My younger brother challenged me to start a nature-walking blog with photographs for the new year, 2017. Tomorrow is New Year's Eve and willow, cottonwood, and sycamore along the Los Gatos Creek Trail hold aloft their last autumn leaves in yellow. Today I hear all around me the zip zip chirree chirree of Annas hummingbirds.
Now in my late forties, my "depressive realism" shows me that, indeed, a lot of people are having a lot more fun in more brochure-worthy surroundings than I am. Their coffee is frothier; their peaks are higher; their teeth are gleamier and their shots are crowded with smiling family, partners, friends and other people wearing better sweaters and seemingly all really excited about something. A lot of my shots frame a leaf or a bird or a tree, sometimes a stone: A good majority are unpeopled.
Many of my walks are humble, close to home routes taken and retaken. If I can place myself within these walks in the moment, then they always reveal new things both within and around me.
I am able to join myself in this walk looking down at the Los Gatos Creek at coots and mallards and screens of treetops without the pain of those I believe to be missing. Who should walk beside me? Who in my life would enjoy this walk and with whom am I anxious to share these paths? These are the types of distracting thoughts which beset me in my thirties. They would take me out of place and make even the now feel like lost experience. Many trees are stripped down to the bones fragmenting the clear sky.

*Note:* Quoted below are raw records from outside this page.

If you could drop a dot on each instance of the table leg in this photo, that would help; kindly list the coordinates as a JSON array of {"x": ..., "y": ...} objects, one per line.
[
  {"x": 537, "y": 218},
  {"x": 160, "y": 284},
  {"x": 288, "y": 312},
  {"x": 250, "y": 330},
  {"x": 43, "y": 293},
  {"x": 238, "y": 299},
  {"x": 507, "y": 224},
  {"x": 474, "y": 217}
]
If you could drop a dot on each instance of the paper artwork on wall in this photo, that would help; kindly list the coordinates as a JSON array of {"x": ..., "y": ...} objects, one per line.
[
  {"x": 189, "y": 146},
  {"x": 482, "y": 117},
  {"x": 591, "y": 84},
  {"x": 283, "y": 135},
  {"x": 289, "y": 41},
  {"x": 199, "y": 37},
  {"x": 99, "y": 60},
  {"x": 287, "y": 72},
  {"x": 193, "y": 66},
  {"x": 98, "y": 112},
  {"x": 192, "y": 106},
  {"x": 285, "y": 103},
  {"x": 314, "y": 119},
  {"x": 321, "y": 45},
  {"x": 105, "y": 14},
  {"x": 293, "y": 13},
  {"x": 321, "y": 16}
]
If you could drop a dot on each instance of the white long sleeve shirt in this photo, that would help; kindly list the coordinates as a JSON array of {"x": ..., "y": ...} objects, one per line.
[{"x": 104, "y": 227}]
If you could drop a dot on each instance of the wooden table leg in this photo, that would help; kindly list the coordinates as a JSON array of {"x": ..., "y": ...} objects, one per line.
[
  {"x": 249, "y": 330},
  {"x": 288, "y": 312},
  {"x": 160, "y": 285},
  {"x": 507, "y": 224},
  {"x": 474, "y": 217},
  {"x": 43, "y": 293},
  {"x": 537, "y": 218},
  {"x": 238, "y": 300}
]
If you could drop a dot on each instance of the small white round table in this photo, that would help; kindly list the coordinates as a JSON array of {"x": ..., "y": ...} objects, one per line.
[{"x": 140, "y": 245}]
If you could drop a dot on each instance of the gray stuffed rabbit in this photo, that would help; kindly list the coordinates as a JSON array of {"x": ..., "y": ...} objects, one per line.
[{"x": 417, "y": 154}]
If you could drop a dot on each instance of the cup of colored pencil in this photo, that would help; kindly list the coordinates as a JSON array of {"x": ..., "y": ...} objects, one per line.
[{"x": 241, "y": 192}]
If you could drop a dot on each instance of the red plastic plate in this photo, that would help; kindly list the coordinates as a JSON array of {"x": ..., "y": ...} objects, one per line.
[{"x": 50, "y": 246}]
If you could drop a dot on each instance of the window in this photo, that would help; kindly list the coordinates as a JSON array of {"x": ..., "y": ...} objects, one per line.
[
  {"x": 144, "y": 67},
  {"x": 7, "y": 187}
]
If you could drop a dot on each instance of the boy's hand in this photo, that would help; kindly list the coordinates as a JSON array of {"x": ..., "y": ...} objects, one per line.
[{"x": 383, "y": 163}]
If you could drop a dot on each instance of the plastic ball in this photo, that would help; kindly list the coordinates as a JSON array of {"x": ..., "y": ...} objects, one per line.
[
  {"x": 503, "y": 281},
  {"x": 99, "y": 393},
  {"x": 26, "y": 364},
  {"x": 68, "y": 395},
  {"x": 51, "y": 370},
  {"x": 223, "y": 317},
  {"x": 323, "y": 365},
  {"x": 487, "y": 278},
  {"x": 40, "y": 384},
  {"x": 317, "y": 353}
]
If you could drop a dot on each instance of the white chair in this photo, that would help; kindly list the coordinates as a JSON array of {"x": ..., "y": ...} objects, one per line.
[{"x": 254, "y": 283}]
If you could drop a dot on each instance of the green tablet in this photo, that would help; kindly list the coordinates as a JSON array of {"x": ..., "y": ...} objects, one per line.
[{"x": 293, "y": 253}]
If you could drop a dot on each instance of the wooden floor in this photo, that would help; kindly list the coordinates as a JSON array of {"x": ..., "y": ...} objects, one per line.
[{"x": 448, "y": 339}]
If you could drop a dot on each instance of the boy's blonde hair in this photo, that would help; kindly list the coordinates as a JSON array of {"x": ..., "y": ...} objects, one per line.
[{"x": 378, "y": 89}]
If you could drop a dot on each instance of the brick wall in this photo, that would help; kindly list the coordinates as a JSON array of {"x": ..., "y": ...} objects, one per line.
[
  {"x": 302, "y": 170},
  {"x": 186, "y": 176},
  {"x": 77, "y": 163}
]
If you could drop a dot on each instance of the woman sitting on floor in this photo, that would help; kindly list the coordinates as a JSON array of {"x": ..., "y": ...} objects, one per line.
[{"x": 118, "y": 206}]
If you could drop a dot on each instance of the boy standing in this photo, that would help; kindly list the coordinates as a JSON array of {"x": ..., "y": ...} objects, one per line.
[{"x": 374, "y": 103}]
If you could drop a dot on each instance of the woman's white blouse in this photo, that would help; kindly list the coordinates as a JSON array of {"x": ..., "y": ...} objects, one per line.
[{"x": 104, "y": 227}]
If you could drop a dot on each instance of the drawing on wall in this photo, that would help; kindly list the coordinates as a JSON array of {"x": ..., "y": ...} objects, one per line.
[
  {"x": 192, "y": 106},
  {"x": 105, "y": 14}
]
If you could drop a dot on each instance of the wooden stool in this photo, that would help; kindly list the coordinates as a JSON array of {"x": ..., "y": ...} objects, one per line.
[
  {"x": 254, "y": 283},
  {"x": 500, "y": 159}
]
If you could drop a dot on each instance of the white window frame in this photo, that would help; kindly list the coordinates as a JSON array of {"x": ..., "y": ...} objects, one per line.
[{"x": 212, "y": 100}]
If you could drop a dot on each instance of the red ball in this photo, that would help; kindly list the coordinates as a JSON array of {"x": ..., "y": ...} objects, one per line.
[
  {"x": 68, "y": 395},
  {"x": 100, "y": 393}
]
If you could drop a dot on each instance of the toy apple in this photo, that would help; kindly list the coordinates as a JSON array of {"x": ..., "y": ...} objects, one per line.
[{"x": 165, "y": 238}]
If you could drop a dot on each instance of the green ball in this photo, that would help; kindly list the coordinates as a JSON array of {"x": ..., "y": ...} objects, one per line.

I think of calling a few friends back because I will be doing that more often this year. We all need other people; to fight this need is to fight one's own nature. I need the clamor of others. Merry-go-rounds have just never been a solitary activity. One boy stands dead center in the circle trying not to move or stumble and surrounded by laughing and shouting assorted children.
You can try to ride it alone, but it is cumbersome, too tiring. One has to perform too many roles. You hear the grinding of the gears. My year has ended untidily with lots of smears, blurs, and things as yet unreached. My days have turned up unsuitable for the sonnet but I can still sing my song.